He doesn’t speak. Doesn’t move. But I feel it—the way his body goes impossibly still. His silence is sharper than shouting. His hands tighten on me, anchoring me.
“We’re too late,” I say. “The anchor’s already been dropped. That gate is tethered to her blood, Lucas. Lina’s made herself part of it. The glyphs—she’s carving them into herself. That’s the final seal.”
Lucas’s breath leaves him in a quick burst, and then he’s moving. He takes the broken blade from my hands, studies it once, and tucks it carefully into the strap of his belt.
“Then we destroy the anchor,” he says.
My vision is still fuzzy around the edges, but his voice cuts through the fog. Steady. Relentless. His fury isn’t loud—it never is—but it’s a force all its own. The kind of fury that makes things obey.
“The glyphs on her body are the ritual,” I tell him. “They’ve tied her into the gate. She’s not opening it. She’s becoming it.”
Lucas hauls me to my feet, one arm braced around my waist. “Then we cut her out.”
The chamber around us answers before I can speak. The walls quake. Glyphs ignite in order—one by one, a clockwise burn lighting up the room in a golden-red spiral. It’s not a trap. It’s an alarm. The gate has recognized us.
Lucas grabs his comm. “Oscar, report.”
The line crackles. Then Oscar’s voice, distorted by static: “Something’s happening. Glyphs on the outer hall just flared. We’re locked in.”
Lucas swears under his breath and clicks over to the next frequency. “Kylie. Max. Report.”
Kylie’s voice comes fast and clipped. “We’re backtracking to your last known position. The glyphs in the tunnel just activated. Some kind of containment net. Max thinks it’s ritual-primed, not electronic.”
Max’s voice cuts in behind hers. “They’re trying to isolate the gate chamber. Keep everything else outside.”
I grab the comm from Lucas. “Then don’t come here. Find the outer runes and disrupt the pattern. We’ll meet you at the central junction once the perimeter glyphs fall.”
A momentary pause, and then Kylie says, “You better still be breathing when we do.”
Lucas is already moving, dragging me with him. The floor underfoot rumbles again, then steadies. But I can feel it—something massive just woke up beneath us. Not a metaphor. Not paranoia. A real, live being and it’s hungry.
As we cross back through the corridor, Lucas’s hand doesn’t leave me. Even when he stops to scan the walls or check the glyphs, his grip stays locked on my wrist, like he’s afraid I’ll vanish if he lets go.
I squeeze his hand once, trying to steady myself.
He glances at me sideways. “You good?”
“No,” I admit, “but I’m not broken. Let’s move.”
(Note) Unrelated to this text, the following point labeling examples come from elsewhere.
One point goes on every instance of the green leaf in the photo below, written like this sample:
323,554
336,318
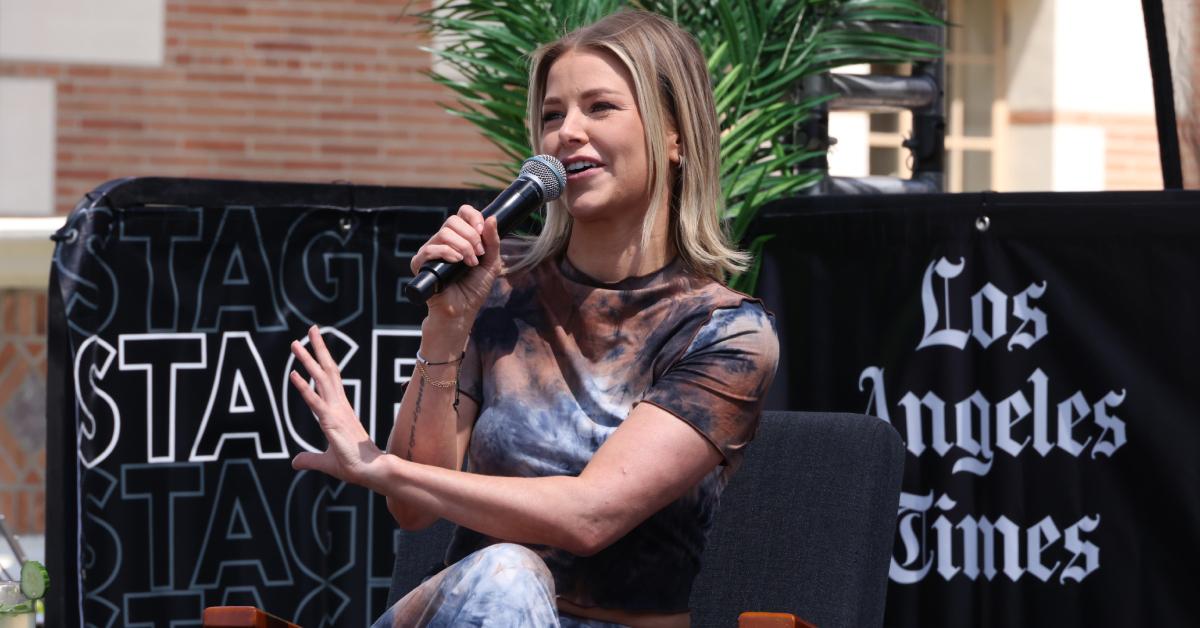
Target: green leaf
759,53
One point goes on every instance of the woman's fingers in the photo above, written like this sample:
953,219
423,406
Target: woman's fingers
459,239
306,360
472,216
467,231
306,393
323,356
491,241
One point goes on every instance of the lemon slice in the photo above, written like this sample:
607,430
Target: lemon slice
34,580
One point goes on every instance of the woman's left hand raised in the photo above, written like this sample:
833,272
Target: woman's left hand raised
351,449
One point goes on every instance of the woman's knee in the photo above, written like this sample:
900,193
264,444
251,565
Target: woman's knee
511,558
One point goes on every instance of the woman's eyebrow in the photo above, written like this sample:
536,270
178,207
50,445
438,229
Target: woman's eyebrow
586,95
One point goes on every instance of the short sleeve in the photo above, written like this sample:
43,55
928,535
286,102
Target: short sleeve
471,377
720,381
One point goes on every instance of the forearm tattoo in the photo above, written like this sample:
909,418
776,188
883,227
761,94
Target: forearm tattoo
417,414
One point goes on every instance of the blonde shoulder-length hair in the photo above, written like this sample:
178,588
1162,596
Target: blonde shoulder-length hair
673,91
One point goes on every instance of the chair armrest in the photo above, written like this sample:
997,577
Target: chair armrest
772,620
243,617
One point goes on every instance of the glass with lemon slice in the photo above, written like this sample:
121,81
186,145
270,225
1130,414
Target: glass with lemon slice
18,600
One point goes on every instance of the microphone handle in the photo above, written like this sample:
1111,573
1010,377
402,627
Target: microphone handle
513,205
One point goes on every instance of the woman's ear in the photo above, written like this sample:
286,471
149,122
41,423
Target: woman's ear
675,153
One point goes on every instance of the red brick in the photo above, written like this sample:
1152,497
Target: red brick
112,124
346,149
215,145
288,47
348,115
216,10
283,81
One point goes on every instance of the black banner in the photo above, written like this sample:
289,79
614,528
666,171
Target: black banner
178,301
1035,352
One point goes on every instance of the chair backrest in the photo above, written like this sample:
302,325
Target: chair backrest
805,526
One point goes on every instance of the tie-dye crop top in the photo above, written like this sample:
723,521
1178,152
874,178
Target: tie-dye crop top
558,359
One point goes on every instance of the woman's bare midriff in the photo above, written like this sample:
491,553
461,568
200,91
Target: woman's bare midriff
634,620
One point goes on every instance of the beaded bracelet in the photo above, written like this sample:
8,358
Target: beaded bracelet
421,363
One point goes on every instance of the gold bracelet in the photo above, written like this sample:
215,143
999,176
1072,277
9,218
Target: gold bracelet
436,383
427,363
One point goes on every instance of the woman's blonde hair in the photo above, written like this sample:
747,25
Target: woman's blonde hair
673,90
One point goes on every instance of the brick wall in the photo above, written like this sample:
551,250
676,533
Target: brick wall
318,90
1131,153
23,410
313,90
1189,121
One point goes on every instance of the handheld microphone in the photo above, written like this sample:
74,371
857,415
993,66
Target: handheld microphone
543,179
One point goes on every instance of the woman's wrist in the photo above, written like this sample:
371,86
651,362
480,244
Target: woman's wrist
443,341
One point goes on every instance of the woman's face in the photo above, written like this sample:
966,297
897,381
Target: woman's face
592,124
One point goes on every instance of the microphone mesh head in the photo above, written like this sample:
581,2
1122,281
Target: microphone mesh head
549,173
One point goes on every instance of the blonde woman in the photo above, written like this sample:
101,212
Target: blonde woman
600,381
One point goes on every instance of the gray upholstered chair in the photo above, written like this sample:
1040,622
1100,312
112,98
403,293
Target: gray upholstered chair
805,526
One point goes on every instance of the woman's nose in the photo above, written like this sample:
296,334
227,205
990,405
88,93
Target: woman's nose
571,130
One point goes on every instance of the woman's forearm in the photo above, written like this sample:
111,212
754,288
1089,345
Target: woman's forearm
427,428
647,462
551,510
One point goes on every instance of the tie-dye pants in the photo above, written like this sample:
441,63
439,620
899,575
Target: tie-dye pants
503,586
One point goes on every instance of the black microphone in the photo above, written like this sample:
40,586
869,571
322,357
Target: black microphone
541,180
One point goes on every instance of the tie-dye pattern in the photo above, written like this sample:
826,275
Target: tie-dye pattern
558,359
501,586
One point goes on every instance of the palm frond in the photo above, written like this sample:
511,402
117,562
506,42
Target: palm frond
759,52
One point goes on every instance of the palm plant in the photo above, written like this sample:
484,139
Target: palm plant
759,52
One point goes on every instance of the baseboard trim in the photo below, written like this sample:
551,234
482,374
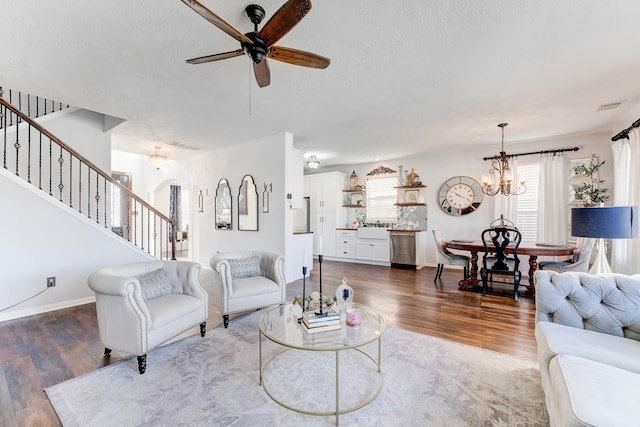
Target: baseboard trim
17,314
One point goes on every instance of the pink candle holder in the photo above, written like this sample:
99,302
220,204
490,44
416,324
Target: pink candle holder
353,317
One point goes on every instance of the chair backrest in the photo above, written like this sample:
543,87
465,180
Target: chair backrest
502,222
496,240
584,246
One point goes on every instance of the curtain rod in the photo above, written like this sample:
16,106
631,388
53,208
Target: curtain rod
625,133
559,150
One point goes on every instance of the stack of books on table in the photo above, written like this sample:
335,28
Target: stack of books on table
313,323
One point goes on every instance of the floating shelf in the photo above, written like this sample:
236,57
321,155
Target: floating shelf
410,204
409,187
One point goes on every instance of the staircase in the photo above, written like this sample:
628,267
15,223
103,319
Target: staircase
35,155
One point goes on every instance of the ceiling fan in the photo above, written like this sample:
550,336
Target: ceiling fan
259,45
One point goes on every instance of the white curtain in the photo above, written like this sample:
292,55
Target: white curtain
625,256
506,205
552,199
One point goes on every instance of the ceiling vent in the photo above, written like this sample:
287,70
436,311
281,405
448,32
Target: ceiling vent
609,106
184,146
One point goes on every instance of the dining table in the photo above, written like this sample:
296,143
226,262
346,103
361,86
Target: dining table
533,250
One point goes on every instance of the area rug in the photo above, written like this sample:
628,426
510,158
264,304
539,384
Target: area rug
214,381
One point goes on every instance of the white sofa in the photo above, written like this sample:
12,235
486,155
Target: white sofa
143,304
588,338
246,280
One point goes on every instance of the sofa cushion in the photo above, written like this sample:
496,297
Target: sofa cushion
252,286
245,267
585,392
154,284
553,339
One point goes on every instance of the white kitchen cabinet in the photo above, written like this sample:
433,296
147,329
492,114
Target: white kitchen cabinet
294,171
325,192
323,225
372,250
346,243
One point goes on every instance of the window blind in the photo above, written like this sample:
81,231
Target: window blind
381,199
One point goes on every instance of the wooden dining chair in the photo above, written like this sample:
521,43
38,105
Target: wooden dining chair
496,260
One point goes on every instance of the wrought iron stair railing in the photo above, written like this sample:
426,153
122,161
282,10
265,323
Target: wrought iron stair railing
31,105
34,154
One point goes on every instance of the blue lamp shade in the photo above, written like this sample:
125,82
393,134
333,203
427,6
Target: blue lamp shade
611,222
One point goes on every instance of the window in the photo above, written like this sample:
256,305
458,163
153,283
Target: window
527,203
381,199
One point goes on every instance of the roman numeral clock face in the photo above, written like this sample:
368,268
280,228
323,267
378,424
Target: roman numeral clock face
460,195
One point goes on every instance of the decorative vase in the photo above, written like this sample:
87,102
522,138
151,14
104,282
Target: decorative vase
344,297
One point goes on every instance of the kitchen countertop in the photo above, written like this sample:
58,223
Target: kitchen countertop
388,229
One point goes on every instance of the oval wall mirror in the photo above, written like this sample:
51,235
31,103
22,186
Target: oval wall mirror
248,205
223,205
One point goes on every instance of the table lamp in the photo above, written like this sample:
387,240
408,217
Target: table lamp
611,222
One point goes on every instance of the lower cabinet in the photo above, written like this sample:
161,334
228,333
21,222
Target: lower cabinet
345,243
348,245
368,249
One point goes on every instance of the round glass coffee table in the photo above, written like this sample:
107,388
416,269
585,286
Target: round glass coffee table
280,325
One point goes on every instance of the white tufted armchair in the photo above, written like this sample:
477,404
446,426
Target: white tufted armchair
143,304
247,280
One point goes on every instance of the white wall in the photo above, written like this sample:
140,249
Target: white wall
41,238
84,131
435,168
263,159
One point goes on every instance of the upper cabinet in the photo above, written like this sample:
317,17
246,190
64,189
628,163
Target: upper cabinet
325,191
294,178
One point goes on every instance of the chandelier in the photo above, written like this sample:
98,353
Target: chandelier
313,162
499,178
157,160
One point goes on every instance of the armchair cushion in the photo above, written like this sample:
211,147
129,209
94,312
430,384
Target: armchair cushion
154,284
232,294
245,267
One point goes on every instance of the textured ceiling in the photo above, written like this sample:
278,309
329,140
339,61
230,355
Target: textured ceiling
405,76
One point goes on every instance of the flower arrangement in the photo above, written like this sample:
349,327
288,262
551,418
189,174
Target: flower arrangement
313,302
589,193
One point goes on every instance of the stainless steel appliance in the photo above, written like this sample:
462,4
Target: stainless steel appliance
403,249
302,217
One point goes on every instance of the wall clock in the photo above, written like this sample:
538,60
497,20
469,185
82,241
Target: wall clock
460,195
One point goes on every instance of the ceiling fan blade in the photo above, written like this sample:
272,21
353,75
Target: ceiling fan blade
262,73
298,57
202,10
284,20
215,57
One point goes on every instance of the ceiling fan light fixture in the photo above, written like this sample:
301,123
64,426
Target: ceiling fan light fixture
313,162
156,160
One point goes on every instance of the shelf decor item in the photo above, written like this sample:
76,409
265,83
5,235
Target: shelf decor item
586,186
353,181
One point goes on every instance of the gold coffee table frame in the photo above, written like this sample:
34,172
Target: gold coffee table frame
280,326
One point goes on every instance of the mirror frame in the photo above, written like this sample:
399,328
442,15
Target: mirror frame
247,203
222,184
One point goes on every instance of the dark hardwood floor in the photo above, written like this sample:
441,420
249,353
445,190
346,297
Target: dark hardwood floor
46,349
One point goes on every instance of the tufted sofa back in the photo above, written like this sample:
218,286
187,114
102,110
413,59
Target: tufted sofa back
607,303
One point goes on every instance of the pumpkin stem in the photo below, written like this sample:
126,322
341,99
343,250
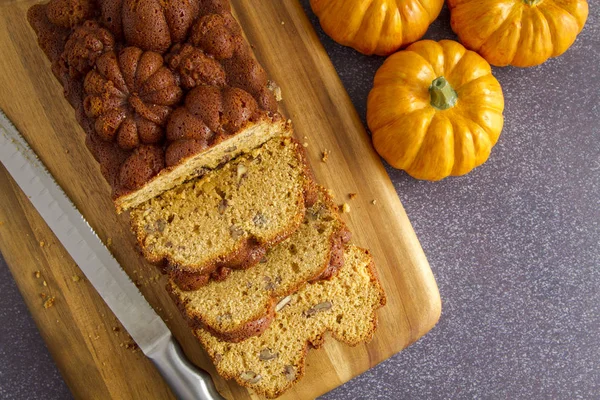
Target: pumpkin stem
442,94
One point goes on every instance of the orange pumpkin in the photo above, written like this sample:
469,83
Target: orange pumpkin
522,33
435,110
376,26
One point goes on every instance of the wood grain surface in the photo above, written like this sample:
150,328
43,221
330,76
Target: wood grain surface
91,349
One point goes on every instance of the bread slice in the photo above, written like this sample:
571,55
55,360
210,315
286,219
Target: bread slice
243,305
228,218
274,361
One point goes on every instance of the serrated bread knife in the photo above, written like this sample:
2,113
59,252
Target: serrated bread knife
101,269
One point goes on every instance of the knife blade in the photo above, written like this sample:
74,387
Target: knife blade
100,268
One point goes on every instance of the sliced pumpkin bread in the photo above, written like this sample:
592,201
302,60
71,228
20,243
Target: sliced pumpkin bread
244,304
229,217
274,361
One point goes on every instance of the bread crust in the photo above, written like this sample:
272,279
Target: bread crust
242,73
315,342
258,323
249,252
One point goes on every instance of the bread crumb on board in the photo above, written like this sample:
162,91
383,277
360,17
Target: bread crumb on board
49,302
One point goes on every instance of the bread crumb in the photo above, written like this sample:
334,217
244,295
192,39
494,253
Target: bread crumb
49,302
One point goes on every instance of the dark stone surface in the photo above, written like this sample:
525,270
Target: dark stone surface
514,245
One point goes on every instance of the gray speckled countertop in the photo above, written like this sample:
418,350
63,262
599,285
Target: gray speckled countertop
514,245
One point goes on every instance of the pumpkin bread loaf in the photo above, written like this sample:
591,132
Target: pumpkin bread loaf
228,218
274,361
244,304
164,90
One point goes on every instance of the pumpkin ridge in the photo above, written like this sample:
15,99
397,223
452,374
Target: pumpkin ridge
475,81
554,37
422,6
527,20
366,20
502,27
411,163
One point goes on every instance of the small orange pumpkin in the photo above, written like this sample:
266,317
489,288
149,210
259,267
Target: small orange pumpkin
376,26
522,33
435,110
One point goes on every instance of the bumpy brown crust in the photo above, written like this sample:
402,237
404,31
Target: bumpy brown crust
74,33
318,341
256,326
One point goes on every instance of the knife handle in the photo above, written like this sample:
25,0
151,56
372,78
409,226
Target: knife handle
186,381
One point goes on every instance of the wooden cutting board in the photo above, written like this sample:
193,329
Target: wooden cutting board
90,348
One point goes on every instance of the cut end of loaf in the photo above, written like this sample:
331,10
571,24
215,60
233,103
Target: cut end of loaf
243,304
251,137
221,219
274,361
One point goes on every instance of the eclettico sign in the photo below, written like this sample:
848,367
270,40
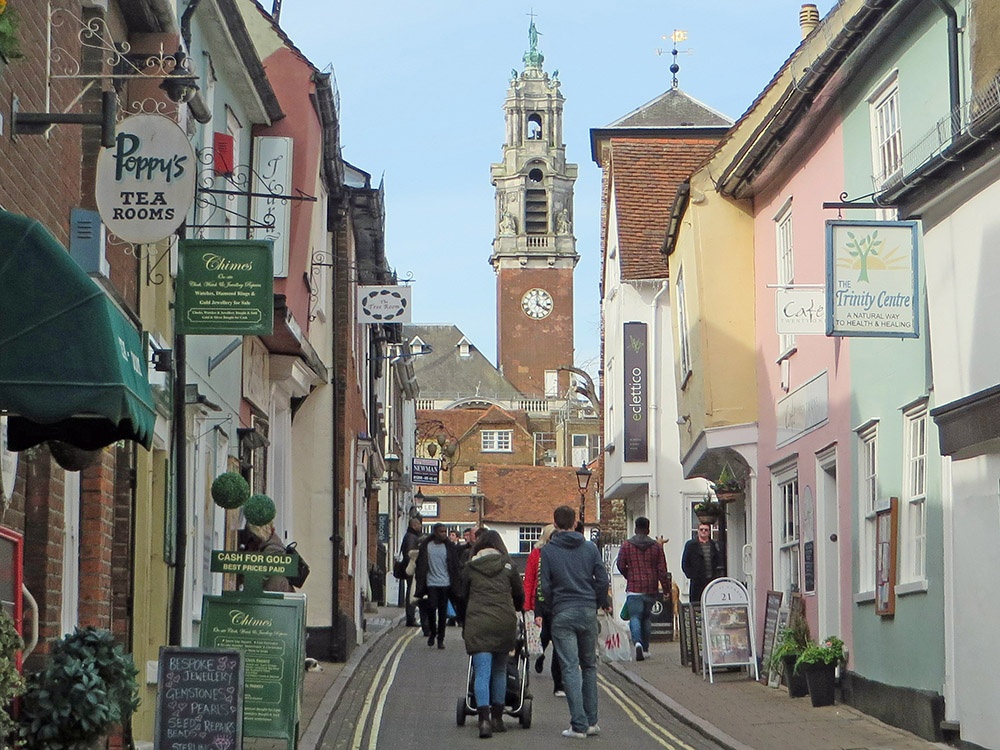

We cross the threshold of the altar chamber just as another glyph bursts into flame along the far wall. It’s red-hot, casting long shadows that seem to stretch too far for how narrow the room is.
Lucas stops short. “This isn’t just warding. It’s calling.”
“To her,” I say. “To the gate.”
“No,” he growls. “To us.”
Lucas steps past me with determined intent, plunging into the heart of the altar space. The blood on the floor has turned into a dark, sticky layer, silently recounting the story of a recent, brutal sacrifice. The air is thick with an oppressive fog of raw elemental power, heavy and cloying, much like the acrid smoke that trails in the wake of a devastating lightning strike. Such intense reverberations of power should not linger unless someone has intentionally infused the space with their own essence.
In the center of the shadowy room, beneath the wavering luminescence of ancient glyphs etched into the walls, Lucas points to a jagged line of scorched stone. The charred path snakes across the floor like an ominous, deep wound carved into the earth. I approach it cautiously, lowering myself beside it, my fingers hesitantly skimming its edge. The energy retaliates,a sharp, biting force that slices through me with a chilling familiarity that sends shivers down my spine.
“It’s her work,” I murmur.
Lucas crouches behind me. “You’re sure?”
“Absolutely.”
He leans in, voice low against my ear. “Then this is the last place she stood.”